Fatah says Hamas blocks lawmakers from leaving Gaza
GAZA |
GAZA (Reuters) - Hamas security forces on Sunday prevented three Fatah lawmakers from leaving the Gaza Strip to attend their party's first congress in 20 years, Fatah officials said, denouncing the travel ban as a "provocation."
Palestinian President Mahmoud Abbas has said he will cancel his party's gathering, scheduled to take place in the West Bank city of Bethlehem on August 4, if any Fatah members are prevented from attending.
Ihab al-Ghsain, a spokesman for the Hamas-run Interior Ministry in Gaza, said: "No Fatah officials will be allowed to leave to attend the congress unless all Hamas activists detained in the West Bank are released."
Hamas and Fatah have been accusing each other of carrying out political arrests.
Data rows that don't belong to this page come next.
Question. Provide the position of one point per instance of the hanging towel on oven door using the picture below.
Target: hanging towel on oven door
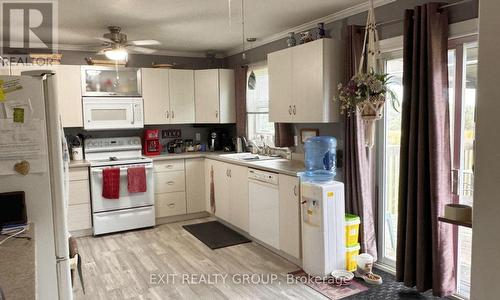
(111, 183)
(136, 178)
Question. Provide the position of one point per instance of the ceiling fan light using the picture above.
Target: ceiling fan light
(116, 54)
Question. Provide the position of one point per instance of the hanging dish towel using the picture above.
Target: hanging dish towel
(111, 183)
(136, 178)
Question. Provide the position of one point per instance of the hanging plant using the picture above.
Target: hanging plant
(366, 92)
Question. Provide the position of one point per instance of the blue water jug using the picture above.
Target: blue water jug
(320, 157)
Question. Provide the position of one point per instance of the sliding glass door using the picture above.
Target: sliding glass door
(462, 73)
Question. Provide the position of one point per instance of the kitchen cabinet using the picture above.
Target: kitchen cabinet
(170, 188)
(214, 93)
(303, 82)
(69, 95)
(238, 196)
(231, 192)
(79, 214)
(195, 185)
(221, 184)
(289, 217)
(181, 83)
(155, 94)
(68, 88)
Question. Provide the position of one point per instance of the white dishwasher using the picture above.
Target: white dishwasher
(264, 206)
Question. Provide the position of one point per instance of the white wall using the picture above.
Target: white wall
(486, 218)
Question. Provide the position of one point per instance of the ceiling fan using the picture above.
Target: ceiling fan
(116, 44)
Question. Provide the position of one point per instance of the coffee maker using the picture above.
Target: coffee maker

A rift between the two groups widened in 2007 when Hamas seized control of Gaza after routing Fatah forces loyal to Abbas, who governs the West Bank.
Fatah lawmaker Ashraf Goma said Hamas's move was a "grave incident" and a "provocation." Other Fatah officials said the Hamas ban could stoke tensions among Palestinians.
"Lawmakers have never before been prevented from leaving Gaza since the coup," said Goma, referring to the ousting of forces loyal to Abbas.
Fatah officials also accused Hamas of detaining four other participants and banning three women Fatah members from travelling to the congress. Some 400 Fatah members in the Gaza Strip would need travel permits.
The secular Fatah movement, which dominated Palestinian politics for decades until it lost a 2006 election to Hamas, has spent some four years wrangling over convening the congress it hopes will set it on a path of reform and democratisation.
Fatah's last congress -- the fifth in the movement's 44-year history -- was held in 1989 in Tunisia. It has never been convened on Palestinian territory.
Abbas has asked Egypt and Syria to pressure Hamas to allow Fatah members to leave Gaza to attend the congress.